Game-based degrees have an intrinsic appeal which naturally attracts students with a wide range of abilities and motivations for studying the degree. Many students enrolling on SHU’s games courses do so because they aspire to work in the mainstream video games industry and this provides much of the appeal of the course. However, students often arrive with significant misconceptions about the different roles and skillsets required to work in this industry. It is inevitable that not all of them will excel at the wide range of technical abilities demanded of them on the course and only the cream of each cohort will stand a realistic chance of being employed in the mainstream games industry. The remainder will need to apply the skills they have learned on their course to other industries and it would unethical to ignore the career paths of these students as part of the curriculum decisions made for the course.

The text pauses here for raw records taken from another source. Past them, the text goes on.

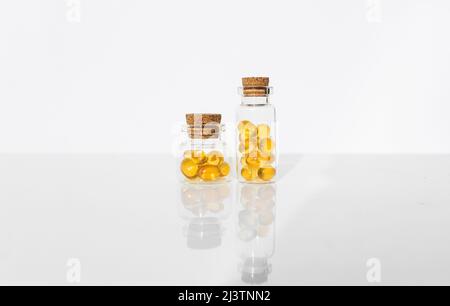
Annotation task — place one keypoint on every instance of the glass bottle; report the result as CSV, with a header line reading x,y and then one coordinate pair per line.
x,y
257,158
203,157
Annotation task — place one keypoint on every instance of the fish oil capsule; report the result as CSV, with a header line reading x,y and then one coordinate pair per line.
x,y
248,173
215,158
189,168
209,173
247,147
265,158
266,173
253,161
224,169
263,131
199,157
265,145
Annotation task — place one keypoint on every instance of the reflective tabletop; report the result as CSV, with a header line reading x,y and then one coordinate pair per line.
x,y
127,219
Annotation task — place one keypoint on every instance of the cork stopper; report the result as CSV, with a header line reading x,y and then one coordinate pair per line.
x,y
255,86
203,126
202,119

Based on the Livingstone report, the industry’s solution to this would be to have a very limited number of industry-accredited “centres of excellence”, thus reducing the ‘surplus’ of graduates who are not capable of meeting the technical demands of such courses. However, this perspective seems to ignore the natural process of self-discovery which is a key part of the experience of higher education. Even the most competent students may find their interests evolve or change over the course of their studies. In particular the realisation that working in the games industry requires a higher level of technical competence, demands more unsocial working hours and pays less than other software industries is potentially enough to make even the most talented students reconsider their career aspirations.

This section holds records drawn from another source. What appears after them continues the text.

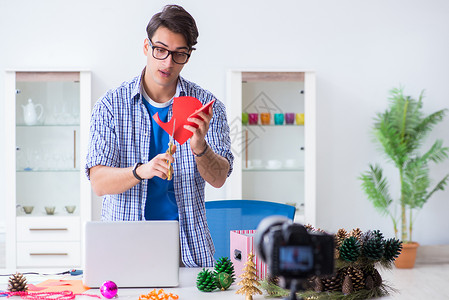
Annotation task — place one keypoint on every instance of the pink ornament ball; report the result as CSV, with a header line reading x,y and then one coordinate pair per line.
x,y
109,289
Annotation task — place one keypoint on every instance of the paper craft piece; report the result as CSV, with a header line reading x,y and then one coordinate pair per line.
x,y
54,285
183,108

This paper will provide a thorough review of the recommendations to higher education provided by the Livingstone report, using the SHU Games Software Development course as a case study. It will describe how we are meeting these recommendations and highlight the fine ethical balance required in making sure that the interests of the whole student body are balanced. It will also examine some of the recommendations to primary and secondary education made by the report. It will consider the ethical implications of a curriculum which puts a greater emphasis on Computer Science education and uses game development as a means of encouraging school students to study STEM subjects. Some practical observations based on previous research experience teaching game development at primary and secondary will be discussed as part of the ethical debate (Habgood et al., 2005).

REFERENCES

FRENCH, M. (2008) Sony’s Macdonald calls for educational Centres of Excellence. Develop Online. Hertford, Intent Media.

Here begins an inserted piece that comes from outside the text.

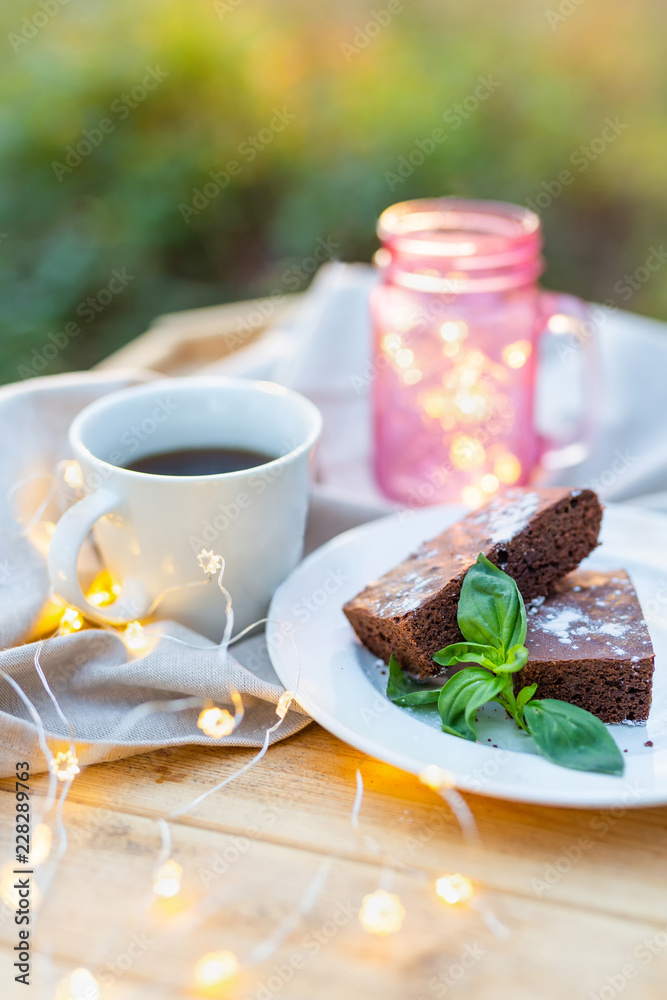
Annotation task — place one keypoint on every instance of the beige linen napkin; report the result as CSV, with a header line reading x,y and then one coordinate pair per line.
x,y
96,681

HABGOOD, M. P. J., AINSWORTH, S. & BENFORD, S. (2005) The educational content of digital games made by children. 2005 conference on Computer Aided Learning. Bristol, UK.

KILPATRICK, L. (2010) Business Sectors: Video and Computer games. London, Department for Business Innovation and Skills.

LIVINGSTONE, I. & HOPE, A. (2011) Next Gen. Transforming the UK into the world’s leading talent hub for the video games and visual effects industries. Bristol, NESTA.